What makes the Bush Jr. quagmire all the more deplorable is that it was not entered six weeks before the handover of power, but more than seven years before. That Obama is now having to resuscitate the conflict and essentially start all over again is the main tragedy. By using 9/11 as an excuse to invade Iraq, his real military goal, Bush allowed Afghanistan to deteriorate for all that time.
Bush’s abject failure cost the lives of thousands of troops and trillions of dollars, as well as the respect and sympathy of most of the world. It destabilized the region, provoked Iran into nuclear belligerence, and created a situation that was inherently so fragile that our leaving would likely lead to devastation.
What should have happened is that we should have gone into Afghanistan and only there; we should have ousted the Taliban and nothing else. It was not and is not our place to decide the type of government there would be, but rather only that they did not harbor terrorists or otherwise threaten us. And then leave.
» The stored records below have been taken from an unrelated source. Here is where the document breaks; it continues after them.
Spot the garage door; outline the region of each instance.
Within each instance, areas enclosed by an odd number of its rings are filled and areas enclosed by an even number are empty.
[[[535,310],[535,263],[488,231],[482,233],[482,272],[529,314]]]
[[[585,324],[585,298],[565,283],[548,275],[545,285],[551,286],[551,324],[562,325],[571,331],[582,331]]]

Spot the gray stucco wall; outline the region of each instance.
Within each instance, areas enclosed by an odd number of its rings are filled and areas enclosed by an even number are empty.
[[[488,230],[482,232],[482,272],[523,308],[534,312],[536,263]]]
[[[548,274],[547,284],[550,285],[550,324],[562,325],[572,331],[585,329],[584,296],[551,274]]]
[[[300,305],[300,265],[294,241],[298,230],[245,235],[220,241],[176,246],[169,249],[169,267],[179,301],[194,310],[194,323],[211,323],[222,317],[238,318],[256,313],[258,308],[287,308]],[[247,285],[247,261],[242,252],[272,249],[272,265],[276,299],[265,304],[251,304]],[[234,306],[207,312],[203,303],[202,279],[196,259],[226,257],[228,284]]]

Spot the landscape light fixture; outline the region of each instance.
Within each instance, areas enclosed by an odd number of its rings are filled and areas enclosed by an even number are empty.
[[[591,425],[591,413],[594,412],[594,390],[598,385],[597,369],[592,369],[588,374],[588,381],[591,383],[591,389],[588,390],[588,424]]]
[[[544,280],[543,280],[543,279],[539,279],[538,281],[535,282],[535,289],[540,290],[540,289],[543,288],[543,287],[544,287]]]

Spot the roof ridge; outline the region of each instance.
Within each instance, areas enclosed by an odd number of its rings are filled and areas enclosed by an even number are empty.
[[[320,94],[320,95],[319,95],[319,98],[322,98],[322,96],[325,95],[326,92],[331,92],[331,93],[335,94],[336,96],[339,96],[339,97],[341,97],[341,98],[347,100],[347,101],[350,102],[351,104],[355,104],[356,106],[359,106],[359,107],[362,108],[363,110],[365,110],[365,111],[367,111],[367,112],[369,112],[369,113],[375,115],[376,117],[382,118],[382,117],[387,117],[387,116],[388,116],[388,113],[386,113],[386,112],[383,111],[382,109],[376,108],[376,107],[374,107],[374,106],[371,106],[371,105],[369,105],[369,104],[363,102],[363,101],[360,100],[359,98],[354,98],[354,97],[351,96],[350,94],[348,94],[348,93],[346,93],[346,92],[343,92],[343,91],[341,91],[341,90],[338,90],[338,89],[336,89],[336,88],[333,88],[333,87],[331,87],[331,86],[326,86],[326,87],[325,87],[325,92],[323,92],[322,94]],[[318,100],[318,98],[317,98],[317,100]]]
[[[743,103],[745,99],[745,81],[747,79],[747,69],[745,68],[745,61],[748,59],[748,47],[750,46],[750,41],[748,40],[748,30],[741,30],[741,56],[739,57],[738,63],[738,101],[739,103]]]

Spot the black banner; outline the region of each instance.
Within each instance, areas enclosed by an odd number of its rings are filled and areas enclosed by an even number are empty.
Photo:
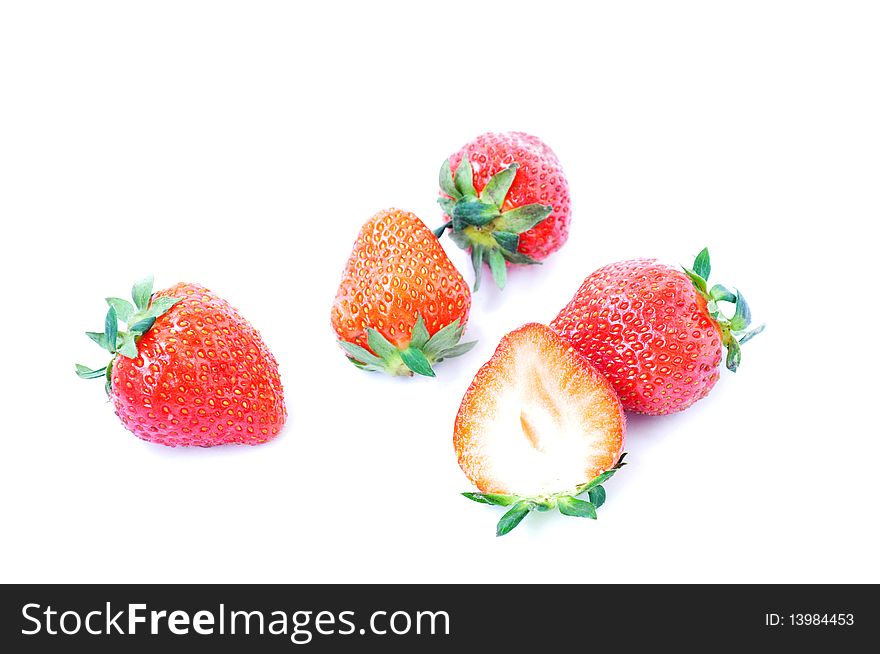
[[[3,586],[7,652],[846,647],[880,635],[876,586]],[[842,651],[855,651],[852,649]]]

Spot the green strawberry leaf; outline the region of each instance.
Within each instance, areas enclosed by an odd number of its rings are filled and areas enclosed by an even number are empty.
[[[605,472],[600,473],[600,474],[596,475],[595,477],[593,477],[590,481],[579,485],[575,489],[574,494],[575,495],[582,495],[586,491],[592,490],[596,486],[600,486],[601,484],[604,484],[606,481],[611,479],[615,475],[615,473],[617,473],[618,470],[620,470],[623,466],[626,465],[626,463],[624,462],[625,458],[626,458],[626,452],[624,452],[623,454],[620,455],[620,457],[617,459],[617,463],[614,464],[613,468],[609,468]]]
[[[119,335],[122,337],[119,354],[129,359],[137,359],[138,351],[134,332],[120,332]]]
[[[736,302],[736,295],[721,284],[715,284],[712,287],[712,290],[709,291],[709,297],[716,302]]]
[[[718,317],[718,303],[715,302],[715,300],[709,300],[708,302],[706,302],[706,310],[713,318]]]
[[[439,204],[440,208],[443,209],[443,213],[452,218],[452,212],[455,211],[455,200],[453,200],[452,198],[439,197],[437,198],[437,204]],[[443,229],[451,226],[452,225],[450,225],[449,223],[445,223],[443,225]],[[440,233],[442,234],[443,232]]]
[[[725,364],[730,372],[736,372],[739,364],[742,362],[742,350],[740,350],[739,342],[735,338],[727,341],[727,360]]]
[[[431,231],[434,233],[434,236],[440,238],[441,236],[443,236],[443,232],[445,232],[450,227],[452,227],[452,223],[443,223],[442,225],[440,225],[440,227],[432,229]]]
[[[422,320],[422,314],[416,316],[416,324],[413,325],[412,334],[409,338],[409,346],[419,350],[424,349],[431,335],[425,327],[425,321]]]
[[[360,362],[363,365],[371,365],[381,368],[382,359],[377,357],[368,349],[363,348],[360,345],[356,345],[355,343],[349,343],[348,341],[338,341],[338,343],[339,346],[343,350],[345,350],[345,353],[348,354],[356,362]]]
[[[556,508],[556,504],[559,502],[559,495],[553,495],[551,497],[531,497],[528,498],[532,504],[533,511],[550,511],[551,509]]]
[[[712,264],[709,261],[709,248],[703,248],[694,259],[694,272],[703,278],[704,281],[709,280],[709,273],[712,272]]]
[[[467,155],[462,157],[461,163],[458,164],[458,168],[455,169],[453,182],[455,183],[455,190],[458,191],[461,196],[466,198],[476,197],[477,191],[474,189],[474,169],[471,168],[471,162],[468,160]],[[448,193],[447,195],[452,194]]]
[[[104,332],[86,332],[86,336],[95,341],[95,343],[100,345],[108,352],[110,351],[110,347],[107,344],[107,334],[105,334]]]
[[[510,252],[509,250],[501,250],[501,256],[503,256],[510,263],[522,263],[531,266],[540,266],[541,262],[537,259],[532,259],[532,257],[527,254],[523,254],[522,252]]]
[[[460,326],[461,320],[456,318],[445,327],[438,329],[422,348],[425,356],[432,357],[458,343],[461,338]]]
[[[513,232],[492,232],[492,236],[502,250],[516,252],[519,248],[519,234]]]
[[[703,295],[706,296],[706,280],[700,277],[696,271],[691,270],[690,268],[684,268],[685,274],[690,277],[691,281],[694,283],[694,286],[697,287],[697,290]]]
[[[88,368],[82,364],[76,364],[76,375],[80,379],[97,379],[107,374],[107,366],[103,368]]]
[[[586,484],[581,484],[580,486],[578,486],[575,495],[582,495],[586,491],[595,488],[596,486],[600,486],[601,484],[604,484],[606,481],[614,476],[615,472],[617,472],[617,470],[612,468],[611,470],[606,470],[602,474],[593,477]]]
[[[507,284],[507,263],[499,250],[489,250],[489,268],[495,284],[503,291]]]
[[[150,308],[147,309],[147,315],[153,318],[158,318],[159,316],[167,313],[171,307],[180,302],[183,298],[179,297],[157,297],[150,303]]]
[[[495,229],[522,234],[545,220],[551,213],[553,213],[553,207],[549,204],[527,204],[501,214],[501,217],[495,221]]]
[[[605,487],[595,486],[590,489],[590,502],[597,509],[605,504]]]
[[[424,375],[425,377],[437,376],[434,373],[433,368],[431,368],[431,362],[428,361],[424,352],[421,350],[408,347],[407,349],[400,351],[400,358],[403,359],[406,367],[417,375]]]
[[[467,354],[468,352],[473,350],[476,344],[477,341],[468,341],[467,343],[459,343],[458,345],[453,345],[452,347],[440,352],[440,358],[437,360],[442,361],[443,359],[454,359],[455,357],[460,357],[462,354]]]
[[[150,296],[153,294],[153,276],[149,275],[135,282],[131,287],[131,299],[138,311],[146,311],[150,305]]]
[[[521,499],[516,495],[499,495],[497,493],[462,493],[462,495],[474,502],[494,504],[495,506],[509,506]]]
[[[743,294],[737,291],[736,313],[734,313],[733,318],[730,319],[730,328],[735,332],[742,331],[749,326],[750,322],[752,322],[752,312],[749,309],[749,305],[743,297]]]
[[[750,332],[746,332],[745,334],[743,334],[743,335],[739,338],[739,344],[742,345],[743,343],[748,343],[748,342],[749,342],[750,340],[752,340],[755,336],[757,336],[757,335],[760,334],[762,331],[764,331],[764,327],[766,327],[766,325],[758,325],[757,327],[755,327],[755,328],[754,328],[753,330],[751,330]]]
[[[152,316],[148,318],[141,318],[136,321],[133,325],[129,326],[129,329],[132,332],[136,332],[138,335],[146,334],[153,327],[153,324],[156,322],[156,319]]]
[[[128,322],[128,319],[131,318],[131,314],[134,313],[134,307],[131,302],[128,300],[123,300],[118,297],[108,297],[105,298],[107,300],[107,304],[116,309],[116,315],[122,322]]]
[[[397,356],[397,348],[394,347],[394,345],[392,345],[382,334],[372,327],[367,327],[365,331],[367,332],[367,344],[380,359],[390,361]]]
[[[471,248],[471,264],[474,266],[474,292],[480,290],[480,281],[483,279],[483,255],[485,249],[482,245],[474,245]]]
[[[372,363],[363,363],[361,361],[357,361],[356,359],[352,359],[351,357],[348,357],[348,362],[351,363],[358,370],[363,370],[365,372],[388,372],[388,368],[386,367],[384,362],[379,365],[374,365]]]
[[[452,210],[453,225],[464,229],[467,225],[481,227],[498,217],[498,209],[480,200],[459,200]]]
[[[107,335],[107,349],[111,354],[116,353],[116,336],[119,333],[119,317],[116,315],[116,309],[113,305],[107,309],[107,316],[104,318],[104,334]]]
[[[461,193],[455,188],[455,182],[452,179],[452,169],[449,166],[449,159],[444,161],[443,165],[440,166],[440,190],[454,200],[461,199]],[[451,216],[452,214],[447,212],[446,215]]]
[[[574,516],[576,518],[596,519],[596,507],[591,502],[584,502],[570,495],[563,495],[557,499],[557,506],[562,515]]]
[[[500,210],[501,205],[504,204],[504,198],[507,197],[507,192],[510,190],[511,184],[513,184],[513,178],[516,176],[518,168],[519,164],[512,163],[504,170],[495,173],[495,175],[486,182],[486,186],[483,187],[483,191],[480,193],[480,199],[492,204]]]
[[[467,250],[471,247],[471,242],[468,237],[463,234],[461,231],[455,231],[455,221],[452,223],[452,229],[449,231],[449,238],[452,239],[452,242],[455,243],[462,250]]]
[[[495,530],[495,535],[504,536],[505,534],[509,534],[520,522],[523,521],[523,518],[525,518],[531,510],[532,504],[526,500],[520,500],[514,504],[507,513],[501,516],[501,520],[498,521],[498,527]]]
Had he done that, we could have left the region years ago. Yes, Saddam Hussein would still have been in power–and ironically, fewer Iraqis would have been tortured and killed, and Iraq would be in better shape than it is today. That is not praise for Hussein, it is a condemnation of the supreme clusterfrack that Bush committed there.
Instead, Obama now begins his term in office having to deal with a military which is severely strained and depleted (unlike the military Bush got from Clinton, which he claimed was depleted but was not), and take a seven-year-old conflict and somehow find a way to make it manageable enough for us to leave. One can only guess that Obama will not wind up leaving it or any other conflict as a quagmire for his successor to clean up. Clinton didn’t. Both Bushes did. Let’s hope that’s not a pattern that will continue.